The United States is facing many cybersecurity challenges: Ransomware attacks; critical infrastructure vulnerability; exploitation of flaws in widely used software packages such as SolarWinds; potential Russian cyberattacks resulting from invasion of Ukraine; shortage of cybersecurity talent which leaves many government and private sector positions vacant; and many more. Homeland Security Review and Homeland Security News Wire interviewed Georgetown University’s Frederic Lemieux, a recognized expert in the fields of global threats and homeland security.
Frederic Lemieux currently serves as Professor of the Practice and Faculty Director of the MPS in Applied Intelligence at Georgetown University. He is a recognized expert in the fields of global threats and homeland security. Lemieux has helped create and manage several leading academic programs in intelligence, policing, homeland security, and cybersecurity. His research interests focus on intelligence, national security, homeland security, and cybersecurity.
Lemieux answered questions from Ben Frankel, editor of the Homeland Security News Wire.
Ben Frankel: Most of the U.S. critical infrastructure is owned by private companies. Cybersecurity is a public good: should governments, in addition to setting cybersecurity standards, also use taxpayers’ money to help subsidize the implementation of these standards by private companies?
Frederic Lemieux: Because the U.S critical infrastructure is so decentralized and composed of a myriad of private actors, the federal and state governments should play a key role in incentivizing private companies, who are a part of the critical infrastructure, to invest in implementing standards. These incentives could be tax break or deductions for eligible cybersecurity expenditures. Also, in certain key sectors like energy, telecommunication, and transportation the government should increase the cost of not adopting cybersecurity standards like fines and suspensions of accreditation, licenses/permits, and contracts.
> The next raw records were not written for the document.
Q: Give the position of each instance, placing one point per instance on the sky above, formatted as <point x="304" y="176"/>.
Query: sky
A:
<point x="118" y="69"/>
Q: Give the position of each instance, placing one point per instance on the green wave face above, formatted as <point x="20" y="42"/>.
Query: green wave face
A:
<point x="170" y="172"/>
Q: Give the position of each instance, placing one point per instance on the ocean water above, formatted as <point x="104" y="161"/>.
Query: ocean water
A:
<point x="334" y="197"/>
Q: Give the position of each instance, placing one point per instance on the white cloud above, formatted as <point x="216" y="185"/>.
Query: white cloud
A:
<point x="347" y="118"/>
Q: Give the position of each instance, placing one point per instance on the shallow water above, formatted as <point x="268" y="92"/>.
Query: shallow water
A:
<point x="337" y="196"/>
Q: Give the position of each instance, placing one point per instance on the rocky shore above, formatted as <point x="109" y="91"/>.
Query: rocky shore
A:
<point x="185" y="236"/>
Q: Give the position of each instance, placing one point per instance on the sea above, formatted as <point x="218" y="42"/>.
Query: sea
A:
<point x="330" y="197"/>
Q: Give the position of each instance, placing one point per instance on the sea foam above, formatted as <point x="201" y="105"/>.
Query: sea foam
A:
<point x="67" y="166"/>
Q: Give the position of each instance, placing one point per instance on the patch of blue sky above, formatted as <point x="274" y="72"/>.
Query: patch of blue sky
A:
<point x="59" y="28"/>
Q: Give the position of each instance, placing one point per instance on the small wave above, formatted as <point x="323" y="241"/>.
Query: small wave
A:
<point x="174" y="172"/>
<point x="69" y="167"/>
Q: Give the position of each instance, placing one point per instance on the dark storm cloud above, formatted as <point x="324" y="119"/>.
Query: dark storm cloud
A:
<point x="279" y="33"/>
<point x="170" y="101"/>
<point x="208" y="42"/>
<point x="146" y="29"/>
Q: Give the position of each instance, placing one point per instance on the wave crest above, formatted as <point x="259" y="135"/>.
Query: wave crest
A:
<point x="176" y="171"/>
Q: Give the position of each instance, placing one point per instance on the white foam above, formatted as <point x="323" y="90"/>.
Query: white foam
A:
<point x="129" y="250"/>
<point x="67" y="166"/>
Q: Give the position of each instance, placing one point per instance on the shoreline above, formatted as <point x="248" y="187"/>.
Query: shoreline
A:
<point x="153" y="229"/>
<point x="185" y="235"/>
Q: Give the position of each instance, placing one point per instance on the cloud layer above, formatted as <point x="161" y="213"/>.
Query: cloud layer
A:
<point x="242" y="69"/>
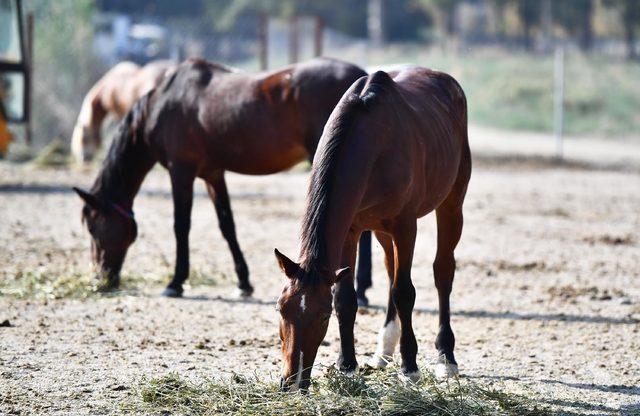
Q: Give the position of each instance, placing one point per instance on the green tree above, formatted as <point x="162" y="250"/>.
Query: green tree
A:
<point x="65" y="66"/>
<point x="576" y="16"/>
<point x="444" y="14"/>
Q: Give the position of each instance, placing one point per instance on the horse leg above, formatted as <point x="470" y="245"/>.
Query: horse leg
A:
<point x="389" y="334"/>
<point x="449" y="230"/>
<point x="363" y="271"/>
<point x="217" y="188"/>
<point x="346" y="306"/>
<point x="404" y="295"/>
<point x="182" y="178"/>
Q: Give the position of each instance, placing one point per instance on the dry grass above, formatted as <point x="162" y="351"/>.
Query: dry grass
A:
<point x="43" y="284"/>
<point x="370" y="392"/>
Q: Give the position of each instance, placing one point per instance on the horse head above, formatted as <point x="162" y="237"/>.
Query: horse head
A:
<point x="113" y="229"/>
<point x="305" y="309"/>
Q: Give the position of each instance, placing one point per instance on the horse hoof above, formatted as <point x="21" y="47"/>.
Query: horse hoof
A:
<point x="242" y="293"/>
<point x="172" y="293"/>
<point x="348" y="369"/>
<point x="446" y="370"/>
<point x="379" y="361"/>
<point x="350" y="372"/>
<point x="411" y="377"/>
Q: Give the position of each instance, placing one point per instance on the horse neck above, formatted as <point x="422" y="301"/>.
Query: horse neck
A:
<point x="127" y="164"/>
<point x="344" y="188"/>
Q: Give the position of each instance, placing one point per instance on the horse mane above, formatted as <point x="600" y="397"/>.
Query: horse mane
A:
<point x="126" y="150"/>
<point x="362" y="96"/>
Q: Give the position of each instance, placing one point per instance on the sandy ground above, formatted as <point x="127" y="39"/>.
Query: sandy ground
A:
<point x="546" y="299"/>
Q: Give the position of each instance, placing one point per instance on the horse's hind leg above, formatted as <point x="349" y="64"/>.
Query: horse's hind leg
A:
<point x="404" y="294"/>
<point x="182" y="178"/>
<point x="217" y="188"/>
<point x="389" y="334"/>
<point x="346" y="306"/>
<point x="449" y="221"/>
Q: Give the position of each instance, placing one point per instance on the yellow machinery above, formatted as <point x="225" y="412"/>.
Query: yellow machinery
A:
<point x="5" y="134"/>
<point x="14" y="72"/>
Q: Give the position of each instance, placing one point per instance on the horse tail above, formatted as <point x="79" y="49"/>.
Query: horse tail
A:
<point x="80" y="149"/>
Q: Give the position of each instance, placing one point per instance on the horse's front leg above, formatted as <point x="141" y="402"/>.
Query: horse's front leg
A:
<point x="404" y="294"/>
<point x="449" y="231"/>
<point x="346" y="305"/>
<point x="217" y="188"/>
<point x="182" y="178"/>
<point x="363" y="272"/>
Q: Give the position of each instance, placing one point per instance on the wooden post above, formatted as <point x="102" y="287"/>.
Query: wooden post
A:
<point x="559" y="101"/>
<point x="28" y="80"/>
<point x="318" y="37"/>
<point x="264" y="41"/>
<point x="293" y="40"/>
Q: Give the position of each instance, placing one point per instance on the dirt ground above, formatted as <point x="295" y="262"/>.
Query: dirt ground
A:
<point x="546" y="300"/>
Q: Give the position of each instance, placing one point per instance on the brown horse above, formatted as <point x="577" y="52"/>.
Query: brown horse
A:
<point x="115" y="93"/>
<point x="392" y="151"/>
<point x="201" y="121"/>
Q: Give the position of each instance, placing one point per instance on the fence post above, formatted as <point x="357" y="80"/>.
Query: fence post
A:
<point x="558" y="102"/>
<point x="264" y="41"/>
<point x="319" y="36"/>
<point x="293" y="39"/>
<point x="29" y="80"/>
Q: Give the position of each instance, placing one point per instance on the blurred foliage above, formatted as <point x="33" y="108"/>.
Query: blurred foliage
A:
<point x="515" y="91"/>
<point x="65" y="65"/>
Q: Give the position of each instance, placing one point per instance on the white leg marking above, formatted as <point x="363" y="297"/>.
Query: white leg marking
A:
<point x="296" y="385"/>
<point x="388" y="338"/>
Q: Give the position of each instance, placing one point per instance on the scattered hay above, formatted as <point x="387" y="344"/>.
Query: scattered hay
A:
<point x="42" y="283"/>
<point x="54" y="154"/>
<point x="611" y="240"/>
<point x="372" y="392"/>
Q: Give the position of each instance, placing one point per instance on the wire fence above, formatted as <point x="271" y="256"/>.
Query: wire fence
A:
<point x="506" y="89"/>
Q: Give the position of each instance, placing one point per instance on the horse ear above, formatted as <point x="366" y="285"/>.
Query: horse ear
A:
<point x="289" y="267"/>
<point x="340" y="273"/>
<point x="88" y="198"/>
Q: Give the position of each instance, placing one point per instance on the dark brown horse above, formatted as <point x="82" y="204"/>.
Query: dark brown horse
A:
<point x="114" y="93"/>
<point x="392" y="151"/>
<point x="201" y="121"/>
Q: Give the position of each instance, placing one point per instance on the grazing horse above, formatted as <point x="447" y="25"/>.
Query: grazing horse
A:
<point x="115" y="93"/>
<point x="392" y="151"/>
<point x="201" y="121"/>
Both the carrot and the stick should be used.
Frankel: Where do you stand on the question of banning Chinese technology companies (e.g., Huawei) from Western countries’ critical infrastructure?
Lemieux: I think this is a very short-term approach and the U.S government has to develop a more comprehensive strategy regarding critical technologies and its components. It’s not just about computer, phones or networks. Don’t forget that in 2021, China produced a record breaking 140 billion semiconductors for the world to consume. Additionally, in an economy largely impacted by a disrupted supply chain, especially for semiconductors, the U.S will have to seriously reconsider where it intends to find the supply of these sensitive technological components and better control the production. Because just banning Chinese companies will not improve the situation.
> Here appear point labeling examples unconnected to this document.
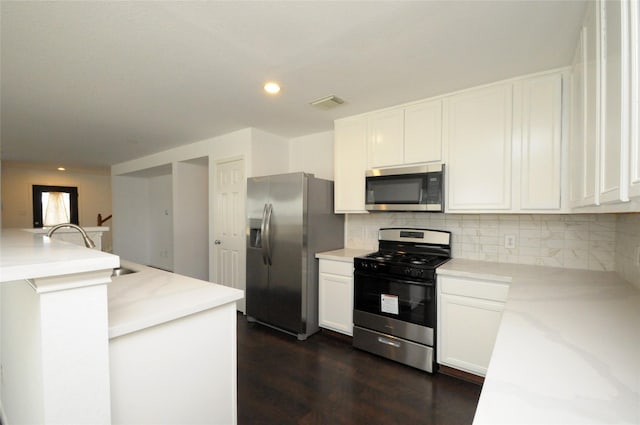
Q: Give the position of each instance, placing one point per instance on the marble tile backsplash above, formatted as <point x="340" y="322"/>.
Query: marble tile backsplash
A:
<point x="627" y="247"/>
<point x="576" y="241"/>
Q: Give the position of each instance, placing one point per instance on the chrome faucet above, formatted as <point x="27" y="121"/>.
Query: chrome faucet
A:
<point x="87" y="240"/>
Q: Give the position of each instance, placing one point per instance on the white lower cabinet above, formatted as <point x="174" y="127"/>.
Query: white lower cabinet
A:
<point x="469" y="314"/>
<point x="335" y="302"/>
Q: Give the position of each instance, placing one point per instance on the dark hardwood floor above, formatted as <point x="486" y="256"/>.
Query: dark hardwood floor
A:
<point x="324" y="380"/>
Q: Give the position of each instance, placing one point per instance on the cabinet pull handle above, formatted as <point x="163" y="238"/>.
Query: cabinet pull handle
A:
<point x="388" y="342"/>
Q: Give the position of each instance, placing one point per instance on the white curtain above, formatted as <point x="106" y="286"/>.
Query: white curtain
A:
<point x="56" y="208"/>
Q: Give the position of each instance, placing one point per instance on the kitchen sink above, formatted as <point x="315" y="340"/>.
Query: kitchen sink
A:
<point x="119" y="271"/>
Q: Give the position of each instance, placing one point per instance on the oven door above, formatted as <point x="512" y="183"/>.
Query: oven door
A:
<point x="395" y="298"/>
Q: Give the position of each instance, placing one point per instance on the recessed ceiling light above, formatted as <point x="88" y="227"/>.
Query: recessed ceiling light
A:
<point x="272" y="87"/>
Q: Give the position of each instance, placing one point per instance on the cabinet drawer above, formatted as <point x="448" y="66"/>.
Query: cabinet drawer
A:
<point x="476" y="288"/>
<point x="336" y="267"/>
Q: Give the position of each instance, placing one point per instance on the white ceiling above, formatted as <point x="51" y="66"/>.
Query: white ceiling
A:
<point x="96" y="83"/>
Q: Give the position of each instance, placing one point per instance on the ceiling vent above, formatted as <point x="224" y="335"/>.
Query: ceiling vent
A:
<point x="328" y="102"/>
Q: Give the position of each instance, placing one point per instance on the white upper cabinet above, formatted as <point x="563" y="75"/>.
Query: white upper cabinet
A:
<point x="614" y="96"/>
<point x="408" y="135"/>
<point x="585" y="118"/>
<point x="350" y="162"/>
<point x="478" y="140"/>
<point x="592" y="101"/>
<point x="578" y="142"/>
<point x="634" y="105"/>
<point x="541" y="166"/>
<point x="423" y="132"/>
<point x="604" y="162"/>
<point x="386" y="138"/>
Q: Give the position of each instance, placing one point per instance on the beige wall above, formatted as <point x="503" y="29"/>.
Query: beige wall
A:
<point x="94" y="193"/>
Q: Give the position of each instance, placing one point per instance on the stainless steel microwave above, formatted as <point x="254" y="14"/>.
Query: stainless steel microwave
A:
<point x="416" y="188"/>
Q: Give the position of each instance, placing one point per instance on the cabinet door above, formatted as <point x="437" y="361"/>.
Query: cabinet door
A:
<point x="634" y="137"/>
<point x="592" y="115"/>
<point x="467" y="332"/>
<point x="335" y="302"/>
<point x="541" y="143"/>
<point x="386" y="139"/>
<point x="578" y="137"/>
<point x="614" y="142"/>
<point x="350" y="139"/>
<point x="478" y="140"/>
<point x="423" y="132"/>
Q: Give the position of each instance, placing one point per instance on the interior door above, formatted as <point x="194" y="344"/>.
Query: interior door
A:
<point x="229" y="226"/>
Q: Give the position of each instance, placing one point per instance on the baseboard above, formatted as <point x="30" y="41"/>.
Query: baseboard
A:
<point x="337" y="335"/>
<point x="460" y="374"/>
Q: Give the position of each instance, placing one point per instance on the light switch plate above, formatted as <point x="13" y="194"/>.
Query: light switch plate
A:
<point x="509" y="241"/>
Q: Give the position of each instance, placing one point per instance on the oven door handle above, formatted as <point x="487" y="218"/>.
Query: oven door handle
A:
<point x="392" y="278"/>
<point x="387" y="341"/>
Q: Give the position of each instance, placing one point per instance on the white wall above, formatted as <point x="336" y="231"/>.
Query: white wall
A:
<point x="269" y="153"/>
<point x="312" y="154"/>
<point x="94" y="193"/>
<point x="130" y="218"/>
<point x="191" y="218"/>
<point x="161" y="222"/>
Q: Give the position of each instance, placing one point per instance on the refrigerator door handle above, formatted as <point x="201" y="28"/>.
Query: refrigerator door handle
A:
<point x="267" y="239"/>
<point x="263" y="233"/>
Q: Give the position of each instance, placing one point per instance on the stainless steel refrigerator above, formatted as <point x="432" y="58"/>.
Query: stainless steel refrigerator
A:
<point x="289" y="219"/>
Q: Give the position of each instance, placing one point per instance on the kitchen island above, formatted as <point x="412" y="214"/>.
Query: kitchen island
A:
<point x="567" y="349"/>
<point x="74" y="342"/>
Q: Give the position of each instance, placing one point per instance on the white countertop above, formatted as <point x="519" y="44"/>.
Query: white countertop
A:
<point x="43" y="230"/>
<point x="568" y="347"/>
<point x="345" y="254"/>
<point x="152" y="296"/>
<point x="27" y="255"/>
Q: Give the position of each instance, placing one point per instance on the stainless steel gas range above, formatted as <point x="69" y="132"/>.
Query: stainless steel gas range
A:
<point x="395" y="295"/>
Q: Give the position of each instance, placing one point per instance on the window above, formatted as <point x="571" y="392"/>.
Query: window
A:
<point x="54" y="205"/>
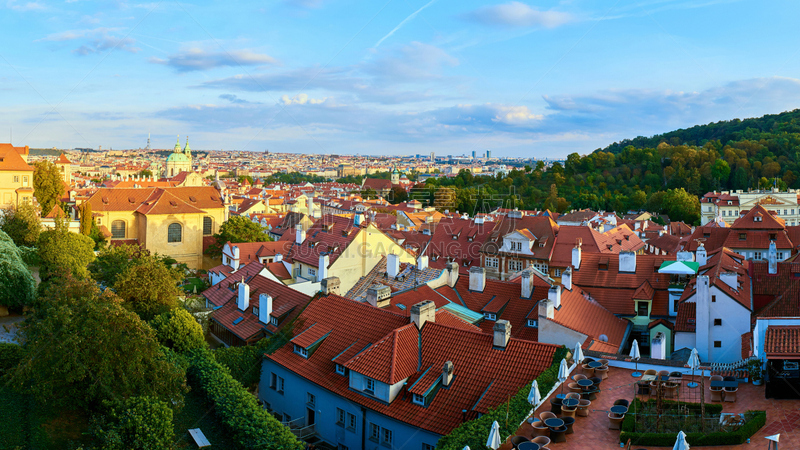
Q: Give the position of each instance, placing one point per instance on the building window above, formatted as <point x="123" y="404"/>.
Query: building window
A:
<point x="369" y="385"/>
<point x="208" y="226"/>
<point x="174" y="232"/>
<point x="301" y="351"/>
<point x="118" y="229"/>
<point x="339" y="416"/>
<point x="374" y="432"/>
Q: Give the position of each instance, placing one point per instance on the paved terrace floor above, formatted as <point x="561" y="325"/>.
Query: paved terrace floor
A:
<point x="783" y="416"/>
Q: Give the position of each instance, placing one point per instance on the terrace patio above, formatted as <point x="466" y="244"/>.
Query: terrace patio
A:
<point x="592" y="432"/>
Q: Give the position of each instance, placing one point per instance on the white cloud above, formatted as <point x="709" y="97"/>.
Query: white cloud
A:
<point x="518" y="14"/>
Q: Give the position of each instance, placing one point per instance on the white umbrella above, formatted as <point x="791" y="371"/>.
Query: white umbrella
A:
<point x="577" y="355"/>
<point x="680" y="443"/>
<point x="563" y="373"/>
<point x="694" y="363"/>
<point x="494" y="437"/>
<point x="635" y="355"/>
<point x="534" y="397"/>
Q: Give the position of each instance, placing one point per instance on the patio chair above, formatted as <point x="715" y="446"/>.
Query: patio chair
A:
<point x="583" y="408"/>
<point x="516" y="440"/>
<point x="615" y="421"/>
<point x="541" y="440"/>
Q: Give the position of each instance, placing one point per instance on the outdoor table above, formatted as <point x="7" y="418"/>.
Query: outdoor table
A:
<point x="619" y="409"/>
<point x="570" y="402"/>
<point x="528" y="446"/>
<point x="554" y="423"/>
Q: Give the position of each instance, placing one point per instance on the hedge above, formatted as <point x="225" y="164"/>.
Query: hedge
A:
<point x="754" y="420"/>
<point x="249" y="426"/>
<point x="474" y="433"/>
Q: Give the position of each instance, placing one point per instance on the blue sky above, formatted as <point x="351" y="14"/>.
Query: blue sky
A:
<point x="382" y="77"/>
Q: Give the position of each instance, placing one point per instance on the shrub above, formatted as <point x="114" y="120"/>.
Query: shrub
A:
<point x="474" y="433"/>
<point x="143" y="423"/>
<point x="250" y="426"/>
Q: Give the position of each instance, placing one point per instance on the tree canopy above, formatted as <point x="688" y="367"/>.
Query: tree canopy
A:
<point x="236" y="229"/>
Frankel: There are hundreds of thousands of vacant cyber security jobs in the United States, in both the government and the private sector. Can the U.S. educational system be capable of producing enough cyber security talent to fill this ever-growing need?
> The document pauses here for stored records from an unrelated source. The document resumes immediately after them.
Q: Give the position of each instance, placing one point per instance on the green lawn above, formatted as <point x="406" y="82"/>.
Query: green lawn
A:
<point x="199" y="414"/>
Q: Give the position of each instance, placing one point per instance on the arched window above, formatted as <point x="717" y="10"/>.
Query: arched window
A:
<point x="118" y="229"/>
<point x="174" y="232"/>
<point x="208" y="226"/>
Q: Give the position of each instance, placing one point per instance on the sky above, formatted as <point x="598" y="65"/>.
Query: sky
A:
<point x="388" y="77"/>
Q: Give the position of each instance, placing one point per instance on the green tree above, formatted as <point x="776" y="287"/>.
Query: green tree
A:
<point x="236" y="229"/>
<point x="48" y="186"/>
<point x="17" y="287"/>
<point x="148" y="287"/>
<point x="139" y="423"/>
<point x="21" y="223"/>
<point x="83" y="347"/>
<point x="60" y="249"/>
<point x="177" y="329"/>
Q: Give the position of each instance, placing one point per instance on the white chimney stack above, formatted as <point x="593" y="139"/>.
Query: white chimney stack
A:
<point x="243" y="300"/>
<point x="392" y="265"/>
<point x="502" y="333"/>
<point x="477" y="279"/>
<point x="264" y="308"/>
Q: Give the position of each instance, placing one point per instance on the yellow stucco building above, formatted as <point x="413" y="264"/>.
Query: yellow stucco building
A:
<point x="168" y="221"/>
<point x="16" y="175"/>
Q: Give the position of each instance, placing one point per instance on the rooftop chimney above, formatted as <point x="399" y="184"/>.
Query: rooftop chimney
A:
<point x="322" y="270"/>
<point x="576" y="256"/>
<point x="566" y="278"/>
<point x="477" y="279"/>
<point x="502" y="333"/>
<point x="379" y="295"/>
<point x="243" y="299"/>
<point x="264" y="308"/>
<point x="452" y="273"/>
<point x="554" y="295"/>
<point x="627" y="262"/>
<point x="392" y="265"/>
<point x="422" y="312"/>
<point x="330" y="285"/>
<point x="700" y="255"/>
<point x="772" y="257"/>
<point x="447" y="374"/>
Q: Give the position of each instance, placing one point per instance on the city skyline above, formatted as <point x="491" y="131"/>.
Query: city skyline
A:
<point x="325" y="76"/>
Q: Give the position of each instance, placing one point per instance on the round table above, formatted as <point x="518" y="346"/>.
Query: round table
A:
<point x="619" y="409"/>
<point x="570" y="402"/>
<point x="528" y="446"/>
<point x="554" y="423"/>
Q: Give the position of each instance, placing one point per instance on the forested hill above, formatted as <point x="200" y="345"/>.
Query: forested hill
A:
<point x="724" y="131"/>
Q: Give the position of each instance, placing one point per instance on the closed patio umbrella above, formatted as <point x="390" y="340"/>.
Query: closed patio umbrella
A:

Lemieux: Overall, there is approximately 400 Cyber Security programsbased on the Center of Academic Excellence (CAE)database designated cybersecurity programs by the NSA and DHS.But this is clearly not enough. In fact, we observe that giant tech companies are starting to develop and offer professional certificates and stackable short trainings in the field of cybersecurity. Students can earn skill badges that demonstrates some key competencies in cybersecurity for a very low cost. For instance, Google offers a cloud security engineer learning path and Microsoft offers all sort of certifications in cybersecurity (security administrator, security operation analyst, azure security engineer, etc.). The private sector is clearly stepping up to address their own needs in terms of skilled cybersecurity workforce.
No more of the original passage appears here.